Whatever the teen’s motivation – he’s described as having autism, for whatever that’s worth – Westin thinks the security community underestimates the younger generation. “We forget teens today have not only grown up with computers, but also have access to an unprecedented number of educational resources on programming and offensive security,” he said.

“I speculated the group was young based on their modus operandi, or lack thereof, it was as if they were surprised by their success and were not sure what to do with it. In some of their follow up communications their language appeared more interested in the notoriety and [was] defensive of their capabilities and accomplishments than any financial motivation,” he continued.

Of course, when it comes to guessing what somebody’s motivation might be for taking on the world’s shiniest tech companies, et al., there’s always that purported 300BTC income that Doxbin pointed to. Not too shabby a motivation, that, particularly when planted in the still-developing brain of a tot that’s been put under glass during the pandemic.
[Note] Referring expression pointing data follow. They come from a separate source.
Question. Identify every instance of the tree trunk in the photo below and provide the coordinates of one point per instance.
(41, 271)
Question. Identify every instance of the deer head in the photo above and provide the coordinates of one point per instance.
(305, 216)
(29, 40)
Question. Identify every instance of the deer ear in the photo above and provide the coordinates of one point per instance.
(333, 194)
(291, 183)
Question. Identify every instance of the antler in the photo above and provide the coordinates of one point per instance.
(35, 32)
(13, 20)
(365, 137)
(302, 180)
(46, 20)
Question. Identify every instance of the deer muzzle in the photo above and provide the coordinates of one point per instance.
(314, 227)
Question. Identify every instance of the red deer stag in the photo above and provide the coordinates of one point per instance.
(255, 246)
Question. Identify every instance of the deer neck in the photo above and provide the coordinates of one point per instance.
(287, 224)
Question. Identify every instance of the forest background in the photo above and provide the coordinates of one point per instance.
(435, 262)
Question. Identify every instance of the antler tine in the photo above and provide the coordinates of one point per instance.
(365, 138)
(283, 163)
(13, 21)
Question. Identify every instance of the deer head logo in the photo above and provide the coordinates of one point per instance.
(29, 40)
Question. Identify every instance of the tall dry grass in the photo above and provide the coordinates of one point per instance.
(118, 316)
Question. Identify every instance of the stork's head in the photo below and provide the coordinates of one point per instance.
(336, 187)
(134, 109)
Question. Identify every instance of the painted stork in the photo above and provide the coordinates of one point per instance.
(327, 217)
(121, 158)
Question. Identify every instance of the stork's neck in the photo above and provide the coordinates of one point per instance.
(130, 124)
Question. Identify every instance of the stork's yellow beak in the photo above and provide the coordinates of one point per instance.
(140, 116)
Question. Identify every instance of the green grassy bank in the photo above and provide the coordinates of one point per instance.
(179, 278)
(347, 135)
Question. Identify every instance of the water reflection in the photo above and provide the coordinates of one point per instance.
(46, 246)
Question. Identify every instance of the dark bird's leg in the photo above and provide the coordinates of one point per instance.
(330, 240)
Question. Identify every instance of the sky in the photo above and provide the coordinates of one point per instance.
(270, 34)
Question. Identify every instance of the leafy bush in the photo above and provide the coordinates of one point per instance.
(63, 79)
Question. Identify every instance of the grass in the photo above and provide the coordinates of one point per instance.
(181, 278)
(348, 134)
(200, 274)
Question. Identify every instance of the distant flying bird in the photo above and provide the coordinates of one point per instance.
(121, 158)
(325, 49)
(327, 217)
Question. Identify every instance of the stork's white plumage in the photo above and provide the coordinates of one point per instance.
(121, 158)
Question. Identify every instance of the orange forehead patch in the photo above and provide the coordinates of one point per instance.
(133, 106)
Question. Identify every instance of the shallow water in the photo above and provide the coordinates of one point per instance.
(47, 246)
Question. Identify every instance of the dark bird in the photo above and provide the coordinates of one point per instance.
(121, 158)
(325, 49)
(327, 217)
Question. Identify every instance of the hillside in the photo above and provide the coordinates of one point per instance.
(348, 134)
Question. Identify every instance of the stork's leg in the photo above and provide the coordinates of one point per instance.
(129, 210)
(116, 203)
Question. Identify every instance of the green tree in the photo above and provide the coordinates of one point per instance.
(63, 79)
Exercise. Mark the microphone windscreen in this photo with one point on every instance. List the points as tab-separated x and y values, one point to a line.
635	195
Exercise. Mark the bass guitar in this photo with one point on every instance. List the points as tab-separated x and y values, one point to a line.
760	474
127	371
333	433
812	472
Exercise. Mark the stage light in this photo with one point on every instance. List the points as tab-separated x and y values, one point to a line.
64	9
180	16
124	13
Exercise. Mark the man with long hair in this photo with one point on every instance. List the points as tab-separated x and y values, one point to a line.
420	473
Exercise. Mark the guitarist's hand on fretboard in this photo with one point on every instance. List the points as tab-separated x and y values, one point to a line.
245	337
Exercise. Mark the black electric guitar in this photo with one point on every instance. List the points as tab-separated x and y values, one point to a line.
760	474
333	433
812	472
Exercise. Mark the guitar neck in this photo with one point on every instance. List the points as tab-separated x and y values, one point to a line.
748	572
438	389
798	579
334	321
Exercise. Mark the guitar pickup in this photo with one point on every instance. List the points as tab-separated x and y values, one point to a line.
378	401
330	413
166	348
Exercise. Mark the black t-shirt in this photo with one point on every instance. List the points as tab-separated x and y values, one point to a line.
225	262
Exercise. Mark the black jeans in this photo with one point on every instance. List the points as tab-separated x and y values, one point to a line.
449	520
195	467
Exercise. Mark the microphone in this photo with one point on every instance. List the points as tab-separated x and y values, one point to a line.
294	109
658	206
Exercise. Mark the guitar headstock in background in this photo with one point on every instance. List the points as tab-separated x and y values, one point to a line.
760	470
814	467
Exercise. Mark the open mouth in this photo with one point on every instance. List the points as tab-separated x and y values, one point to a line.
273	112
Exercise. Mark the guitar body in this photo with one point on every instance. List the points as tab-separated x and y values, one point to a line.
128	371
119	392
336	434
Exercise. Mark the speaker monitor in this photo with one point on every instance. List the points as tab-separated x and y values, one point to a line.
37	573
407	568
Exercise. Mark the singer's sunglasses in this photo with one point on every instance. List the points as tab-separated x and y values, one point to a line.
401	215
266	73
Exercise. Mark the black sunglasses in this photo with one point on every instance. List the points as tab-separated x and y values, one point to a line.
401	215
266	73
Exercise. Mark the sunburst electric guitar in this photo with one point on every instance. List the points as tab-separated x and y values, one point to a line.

“Today, teens have seen how much money is being made in criminal hacking, in some ways they are the new rockstars,” Westin said. “You pair this with the fact kids have been couped up for three years often with nothing but the internet to entertain themselves and we shouldn’t be surprised we have skilled hackers. The problem is that their brains are still developing and the line between fun and crime can get blurred, where it’s common for kids to hack to gain notoriety amongst their peers, but this easily crosses over into decisions that can affect the rest of their lives.”

It’s too early to say whether this will be the end of Lapsus$, he said. “it could still be a false flag, bad attribution, or even framing someone for the hacks. If it is this 16-year-old in England, it is likely we will see an end to the group’s activity, unless one of their partners in cybercrime takes up the mantle.”

Whether Lapsus$ boils down to a criminal gang or a teenager from Oxford, what matters is that the “organization” clearly has the ability to infiltrate some of the world’s largest organizations at a speed that makes these attacks impossible to prevent using traditional perimeter defense tools, said Darren Williams, founder and CEO of privacy/security/prevention firm BlackFog.

We can’t stick all teenagers in suspended animation until their brains are fully formed, but we can take note of how these groups/individuals stick it to targeted organizations. In an email to Threatpost on Thursday, Williams noted that more than 84 percent of all attacks involve data exfiltration, exposing data on the Dark Web and/or public web sites.

“By refocusing security efforts on anti-data exfiltration, organizations are able to mitigate extortion attempts, regulatory fines, reports and ultimately the loss of trust in the business,” Williams suggested.